Yohi’s Answer: “I would probably store the tweets in the original language and simply translate the output of the site, but that’s just my gut reaction. I don’t really have a strong reason for it.”

Question 7: Ontology Scaling

Question: “How does an ontology scale when my data updates?”

Roy’s Answer: “It really depends on the update. I mean, you can think—for this particular question, you can think about two different types of updates. One: updates that don’t change the ontology, meaning that you’re just adding a new city or a new university or a new person into your graph. That doesn’t change the ontology; it remains the same. The other type of update is if you are adding a new type of entity. So for example, maybe you are adding a truck to your driving session which only had cars in it, but now there is a truck.

We do not enforce alignment between the underlying graph and the ontology. This is something that the user needs to maintain, just like the way in which we’re not enforcing schema. Whenever you’re introducing a new type of entity, you should extend your ontology to capture that. So with this truck example, you should add a new entity to your ontology describing what the truck looks like, meaning the attributes associated with it and the different types of relationships that are interacting with this new truck entity.”

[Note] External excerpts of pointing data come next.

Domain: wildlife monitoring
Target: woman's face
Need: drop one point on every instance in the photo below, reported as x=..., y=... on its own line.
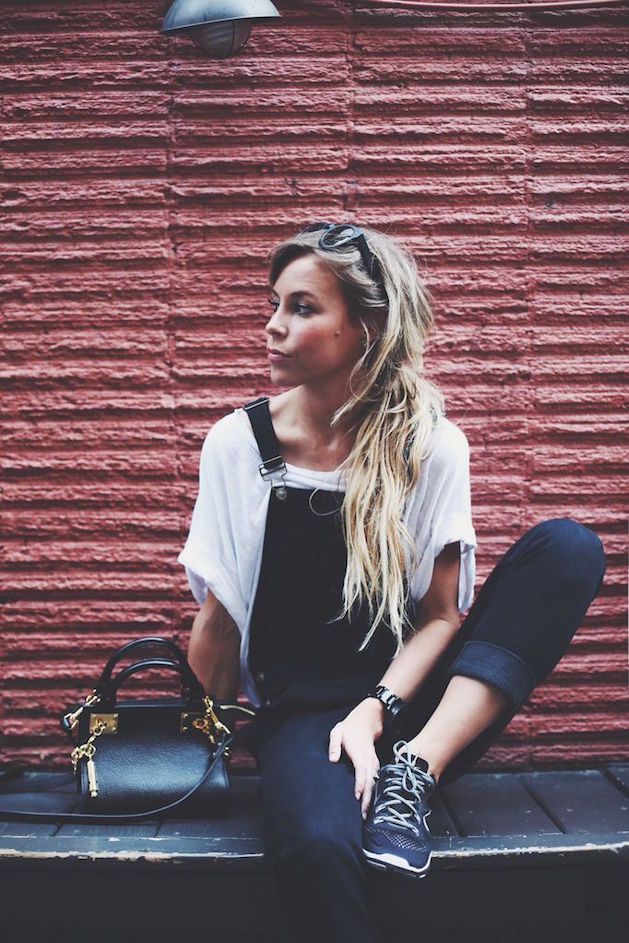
x=310, y=324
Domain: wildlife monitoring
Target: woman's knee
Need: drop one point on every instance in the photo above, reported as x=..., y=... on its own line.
x=318, y=847
x=575, y=551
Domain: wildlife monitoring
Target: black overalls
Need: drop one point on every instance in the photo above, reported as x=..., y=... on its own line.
x=310, y=671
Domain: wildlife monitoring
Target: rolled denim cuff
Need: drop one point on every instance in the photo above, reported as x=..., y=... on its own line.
x=498, y=666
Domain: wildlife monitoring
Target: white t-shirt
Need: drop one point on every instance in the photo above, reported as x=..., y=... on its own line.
x=224, y=546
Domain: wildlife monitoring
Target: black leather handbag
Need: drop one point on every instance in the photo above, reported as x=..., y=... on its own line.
x=136, y=759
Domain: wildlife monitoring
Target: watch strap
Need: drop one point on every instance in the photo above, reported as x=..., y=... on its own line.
x=392, y=703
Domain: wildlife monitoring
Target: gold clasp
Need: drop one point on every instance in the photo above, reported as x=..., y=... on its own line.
x=72, y=717
x=88, y=749
x=208, y=723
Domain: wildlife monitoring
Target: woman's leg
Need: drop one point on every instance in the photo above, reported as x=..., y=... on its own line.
x=520, y=625
x=312, y=832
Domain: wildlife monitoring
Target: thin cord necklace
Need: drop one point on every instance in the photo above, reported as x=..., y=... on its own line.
x=320, y=513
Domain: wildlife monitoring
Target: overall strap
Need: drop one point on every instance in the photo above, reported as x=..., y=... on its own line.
x=272, y=461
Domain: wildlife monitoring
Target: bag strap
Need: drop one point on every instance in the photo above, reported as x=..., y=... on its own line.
x=270, y=450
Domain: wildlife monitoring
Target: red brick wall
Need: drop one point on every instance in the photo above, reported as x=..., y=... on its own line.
x=143, y=184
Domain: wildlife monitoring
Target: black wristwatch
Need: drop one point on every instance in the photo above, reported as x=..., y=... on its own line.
x=392, y=703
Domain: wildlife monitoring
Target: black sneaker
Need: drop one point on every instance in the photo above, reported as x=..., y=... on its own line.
x=395, y=834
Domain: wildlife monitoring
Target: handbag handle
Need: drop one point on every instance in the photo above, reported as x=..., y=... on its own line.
x=192, y=688
x=174, y=651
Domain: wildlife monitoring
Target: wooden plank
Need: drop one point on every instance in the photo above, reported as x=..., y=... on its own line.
x=497, y=804
x=440, y=821
x=620, y=774
x=225, y=854
x=582, y=802
x=108, y=833
x=29, y=830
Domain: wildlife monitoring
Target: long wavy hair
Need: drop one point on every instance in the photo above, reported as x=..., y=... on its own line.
x=392, y=408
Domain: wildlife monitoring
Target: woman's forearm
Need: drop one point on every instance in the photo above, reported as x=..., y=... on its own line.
x=214, y=652
x=408, y=670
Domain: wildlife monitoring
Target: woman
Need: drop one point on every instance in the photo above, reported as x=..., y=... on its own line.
x=332, y=546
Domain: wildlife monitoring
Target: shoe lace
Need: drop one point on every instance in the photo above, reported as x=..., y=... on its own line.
x=405, y=786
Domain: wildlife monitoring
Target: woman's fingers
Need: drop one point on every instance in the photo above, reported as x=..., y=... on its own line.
x=365, y=777
x=368, y=792
x=334, y=750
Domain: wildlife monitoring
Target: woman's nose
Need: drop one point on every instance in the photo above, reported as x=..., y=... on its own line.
x=274, y=325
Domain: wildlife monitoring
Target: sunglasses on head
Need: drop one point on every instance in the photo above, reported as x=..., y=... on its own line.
x=337, y=235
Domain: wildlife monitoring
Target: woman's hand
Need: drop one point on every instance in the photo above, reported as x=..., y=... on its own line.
x=357, y=735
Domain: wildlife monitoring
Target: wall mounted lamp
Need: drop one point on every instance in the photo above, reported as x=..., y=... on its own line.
x=218, y=27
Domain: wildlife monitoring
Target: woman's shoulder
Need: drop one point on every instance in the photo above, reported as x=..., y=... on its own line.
x=448, y=444
x=230, y=435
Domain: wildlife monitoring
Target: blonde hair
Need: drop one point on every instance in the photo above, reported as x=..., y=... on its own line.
x=392, y=409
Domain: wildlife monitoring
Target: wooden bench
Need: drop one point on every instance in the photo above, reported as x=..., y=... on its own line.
x=539, y=856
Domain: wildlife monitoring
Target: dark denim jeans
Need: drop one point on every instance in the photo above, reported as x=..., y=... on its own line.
x=519, y=626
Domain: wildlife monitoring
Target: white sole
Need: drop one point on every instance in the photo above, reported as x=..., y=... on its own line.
x=389, y=862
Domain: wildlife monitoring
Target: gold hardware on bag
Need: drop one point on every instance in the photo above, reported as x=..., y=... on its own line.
x=110, y=722
x=207, y=723
x=86, y=751
x=72, y=718
x=91, y=778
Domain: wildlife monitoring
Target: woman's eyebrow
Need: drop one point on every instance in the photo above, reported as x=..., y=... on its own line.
x=302, y=293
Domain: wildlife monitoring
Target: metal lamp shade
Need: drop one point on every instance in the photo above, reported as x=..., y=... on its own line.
x=218, y=27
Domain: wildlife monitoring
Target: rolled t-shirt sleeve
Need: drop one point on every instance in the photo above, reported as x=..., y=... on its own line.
x=453, y=515
x=209, y=555
x=439, y=512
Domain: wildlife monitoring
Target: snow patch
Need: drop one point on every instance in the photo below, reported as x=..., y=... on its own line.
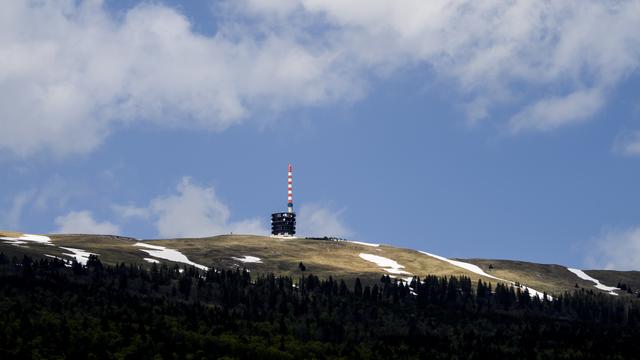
x=388, y=265
x=67, y=263
x=477, y=270
x=80, y=255
x=363, y=243
x=471, y=267
x=598, y=285
x=168, y=254
x=248, y=259
x=25, y=238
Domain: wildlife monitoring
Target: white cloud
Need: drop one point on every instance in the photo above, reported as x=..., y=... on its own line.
x=616, y=250
x=194, y=211
x=82, y=222
x=131, y=211
x=497, y=51
x=318, y=220
x=550, y=114
x=628, y=144
x=71, y=73
x=12, y=215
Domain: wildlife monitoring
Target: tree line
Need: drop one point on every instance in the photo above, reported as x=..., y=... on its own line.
x=52, y=311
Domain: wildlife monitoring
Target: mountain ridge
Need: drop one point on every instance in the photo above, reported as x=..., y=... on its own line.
x=336, y=258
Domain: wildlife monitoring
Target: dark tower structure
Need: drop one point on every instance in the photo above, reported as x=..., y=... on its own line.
x=284, y=224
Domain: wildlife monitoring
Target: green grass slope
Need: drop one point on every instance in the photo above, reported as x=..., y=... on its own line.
x=339, y=259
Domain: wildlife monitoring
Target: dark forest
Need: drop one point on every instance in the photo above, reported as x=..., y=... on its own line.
x=51, y=311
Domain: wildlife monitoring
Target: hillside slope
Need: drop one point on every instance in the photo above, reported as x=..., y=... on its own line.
x=341, y=259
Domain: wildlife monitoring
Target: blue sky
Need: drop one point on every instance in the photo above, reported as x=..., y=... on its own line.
x=487, y=130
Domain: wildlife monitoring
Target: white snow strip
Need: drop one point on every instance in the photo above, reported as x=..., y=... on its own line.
x=473, y=268
x=388, y=265
x=80, y=255
x=168, y=254
x=363, y=243
x=248, y=259
x=67, y=263
x=582, y=275
x=477, y=270
x=27, y=238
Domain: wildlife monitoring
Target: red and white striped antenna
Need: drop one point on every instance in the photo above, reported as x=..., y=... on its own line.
x=290, y=189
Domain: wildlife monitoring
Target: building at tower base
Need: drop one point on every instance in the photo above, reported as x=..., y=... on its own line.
x=284, y=223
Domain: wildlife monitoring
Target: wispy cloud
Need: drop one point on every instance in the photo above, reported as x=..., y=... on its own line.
x=73, y=73
x=616, y=250
x=628, y=144
x=82, y=222
x=550, y=114
x=320, y=220
x=192, y=211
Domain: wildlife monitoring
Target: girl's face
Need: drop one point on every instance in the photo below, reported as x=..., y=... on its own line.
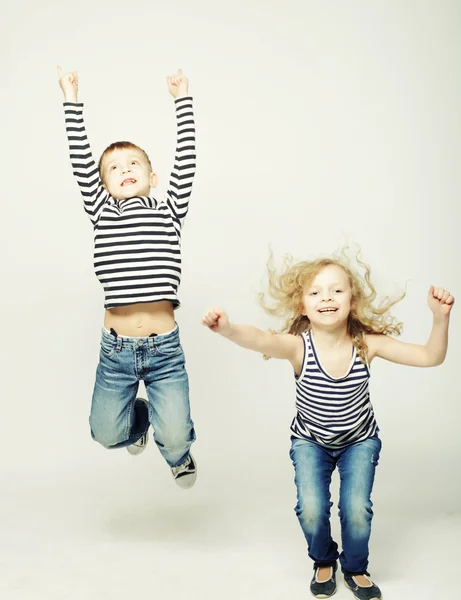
x=327, y=299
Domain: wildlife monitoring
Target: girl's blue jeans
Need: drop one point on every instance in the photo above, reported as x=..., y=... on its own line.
x=314, y=466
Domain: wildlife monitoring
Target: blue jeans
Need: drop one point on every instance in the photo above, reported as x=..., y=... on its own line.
x=117, y=419
x=314, y=466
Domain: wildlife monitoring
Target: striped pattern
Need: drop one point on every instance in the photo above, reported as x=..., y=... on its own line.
x=332, y=412
x=137, y=242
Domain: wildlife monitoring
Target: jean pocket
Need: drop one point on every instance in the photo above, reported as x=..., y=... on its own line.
x=107, y=347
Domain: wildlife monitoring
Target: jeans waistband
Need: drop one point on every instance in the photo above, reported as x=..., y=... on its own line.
x=153, y=339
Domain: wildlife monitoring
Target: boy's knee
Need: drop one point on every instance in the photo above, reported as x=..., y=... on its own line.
x=106, y=437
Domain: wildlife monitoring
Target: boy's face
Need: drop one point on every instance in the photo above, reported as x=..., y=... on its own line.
x=126, y=173
x=328, y=298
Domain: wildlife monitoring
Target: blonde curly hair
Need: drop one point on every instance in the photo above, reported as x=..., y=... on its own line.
x=286, y=290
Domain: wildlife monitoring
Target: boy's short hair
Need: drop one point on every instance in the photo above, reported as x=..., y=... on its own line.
x=121, y=146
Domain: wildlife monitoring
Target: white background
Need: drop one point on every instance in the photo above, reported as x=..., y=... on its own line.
x=318, y=123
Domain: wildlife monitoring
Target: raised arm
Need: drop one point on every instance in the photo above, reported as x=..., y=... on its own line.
x=85, y=169
x=285, y=346
x=430, y=354
x=182, y=175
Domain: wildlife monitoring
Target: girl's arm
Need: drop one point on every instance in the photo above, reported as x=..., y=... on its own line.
x=429, y=355
x=285, y=345
x=85, y=169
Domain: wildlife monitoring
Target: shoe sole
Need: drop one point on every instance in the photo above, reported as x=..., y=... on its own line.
x=374, y=597
x=326, y=595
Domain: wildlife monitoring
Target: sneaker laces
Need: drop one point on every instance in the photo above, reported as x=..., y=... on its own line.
x=180, y=468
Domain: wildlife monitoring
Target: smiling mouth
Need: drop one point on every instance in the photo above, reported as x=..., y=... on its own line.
x=128, y=182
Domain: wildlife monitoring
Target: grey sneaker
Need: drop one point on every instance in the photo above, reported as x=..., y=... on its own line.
x=185, y=474
x=324, y=589
x=369, y=592
x=141, y=444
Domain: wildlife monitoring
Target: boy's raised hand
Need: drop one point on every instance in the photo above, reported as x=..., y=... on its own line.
x=178, y=85
x=216, y=320
x=69, y=85
x=440, y=301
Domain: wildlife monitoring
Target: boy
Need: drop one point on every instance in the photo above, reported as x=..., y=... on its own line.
x=137, y=258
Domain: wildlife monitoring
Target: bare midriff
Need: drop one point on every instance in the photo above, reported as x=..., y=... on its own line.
x=140, y=320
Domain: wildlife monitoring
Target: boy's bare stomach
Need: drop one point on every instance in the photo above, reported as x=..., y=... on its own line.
x=140, y=320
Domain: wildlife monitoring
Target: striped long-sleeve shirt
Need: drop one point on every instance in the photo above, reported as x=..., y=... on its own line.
x=137, y=242
x=334, y=412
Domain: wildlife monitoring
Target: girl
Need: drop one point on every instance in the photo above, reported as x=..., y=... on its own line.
x=332, y=334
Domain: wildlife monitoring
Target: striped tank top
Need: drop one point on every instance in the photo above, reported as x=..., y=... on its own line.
x=334, y=412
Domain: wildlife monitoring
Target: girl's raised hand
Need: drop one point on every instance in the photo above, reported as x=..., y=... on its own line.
x=69, y=84
x=440, y=301
x=216, y=320
x=178, y=85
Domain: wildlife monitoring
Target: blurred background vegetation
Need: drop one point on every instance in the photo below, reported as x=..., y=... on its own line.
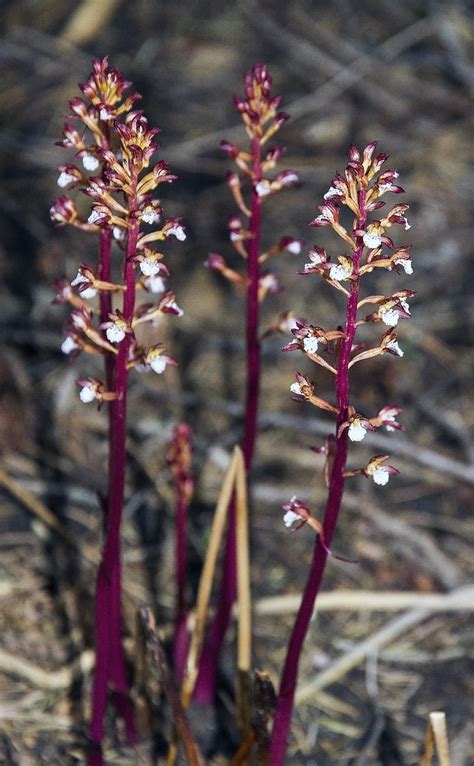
x=349, y=72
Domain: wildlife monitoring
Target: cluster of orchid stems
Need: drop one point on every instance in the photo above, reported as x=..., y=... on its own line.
x=179, y=460
x=367, y=248
x=114, y=146
x=262, y=120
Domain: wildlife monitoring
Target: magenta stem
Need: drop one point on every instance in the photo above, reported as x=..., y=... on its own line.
x=105, y=300
x=110, y=670
x=180, y=640
x=206, y=683
x=181, y=514
x=282, y=719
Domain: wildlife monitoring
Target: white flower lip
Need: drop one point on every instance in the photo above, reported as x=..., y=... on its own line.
x=158, y=364
x=393, y=346
x=333, y=192
x=88, y=293
x=339, y=272
x=68, y=345
x=156, y=284
x=290, y=178
x=90, y=162
x=79, y=279
x=356, y=431
x=87, y=394
x=178, y=232
x=310, y=345
x=389, y=316
x=371, y=239
x=94, y=216
x=406, y=265
x=64, y=179
x=150, y=216
x=115, y=334
x=263, y=189
x=380, y=476
x=119, y=233
x=294, y=247
x=291, y=518
x=149, y=267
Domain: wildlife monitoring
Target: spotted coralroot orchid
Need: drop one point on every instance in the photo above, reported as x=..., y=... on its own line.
x=366, y=247
x=113, y=146
x=179, y=460
x=255, y=165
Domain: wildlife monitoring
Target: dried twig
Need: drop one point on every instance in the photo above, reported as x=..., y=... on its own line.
x=436, y=740
x=159, y=667
x=373, y=643
x=88, y=20
x=461, y=600
x=244, y=605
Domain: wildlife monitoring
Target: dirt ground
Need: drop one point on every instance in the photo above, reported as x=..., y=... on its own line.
x=349, y=72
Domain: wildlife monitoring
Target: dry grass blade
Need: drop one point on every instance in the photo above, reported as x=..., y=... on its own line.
x=360, y=601
x=244, y=601
x=204, y=592
x=205, y=583
x=436, y=740
x=29, y=501
x=159, y=667
x=373, y=643
x=88, y=20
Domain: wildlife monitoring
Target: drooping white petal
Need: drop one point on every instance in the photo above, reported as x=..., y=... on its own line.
x=406, y=265
x=290, y=519
x=356, y=431
x=371, y=239
x=65, y=179
x=295, y=388
x=393, y=346
x=178, y=232
x=90, y=162
x=149, y=267
x=158, y=364
x=310, y=344
x=380, y=476
x=389, y=316
x=68, y=345
x=115, y=334
x=87, y=394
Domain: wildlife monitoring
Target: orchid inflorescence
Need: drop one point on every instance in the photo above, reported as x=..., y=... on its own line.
x=116, y=145
x=262, y=120
x=360, y=190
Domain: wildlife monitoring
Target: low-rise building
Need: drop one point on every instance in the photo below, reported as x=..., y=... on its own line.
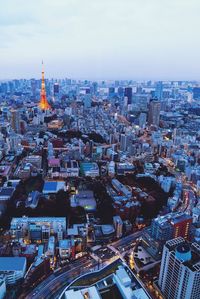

Question 8: Attribute Extraction Improvement

Question: “How can I improve the attribute extraction for each entity from my strict ontology schema for my knowledge graph? For example, I would get non-relevant context assigned to an entity or incomplete extraction. I hypothesize my chunking is wrong or I need to employ more natural language processing steps.”

Yohi’s Answer: “It’s hard to say. I feel like with graphs, it’s hard to solve a problem without knowing the specifics because it is really case-by-case in terms of what data you’re working with. But a few things that popped to mind that have worked for me in different cases:

Few-shot is always helpful—giving a couple of examples. If you’re converting large documents and you need to chunk them, again this is a simple example, but sometimes you need higher-level context of the document for each chunk. A simple example might be: the book starts by using people’s names, but later on it uses ‘he’ or ‘she’ instead. If you grab that paragraph and try to convert it, the ‘he’—the name might not be matching. So you might need to have higher-level context that you feed into the chunk if you’re chunking and then extracting.

And then just—I think a lot of—I found that adding clear descriptions when you use structured output for each parameter, you can provide descriptions, you can provide hard-coded rules on options, and using the structured output, defining JSON, and improving the prompt there, I found is also helpful. So those are just some techniques that popped into my mind.”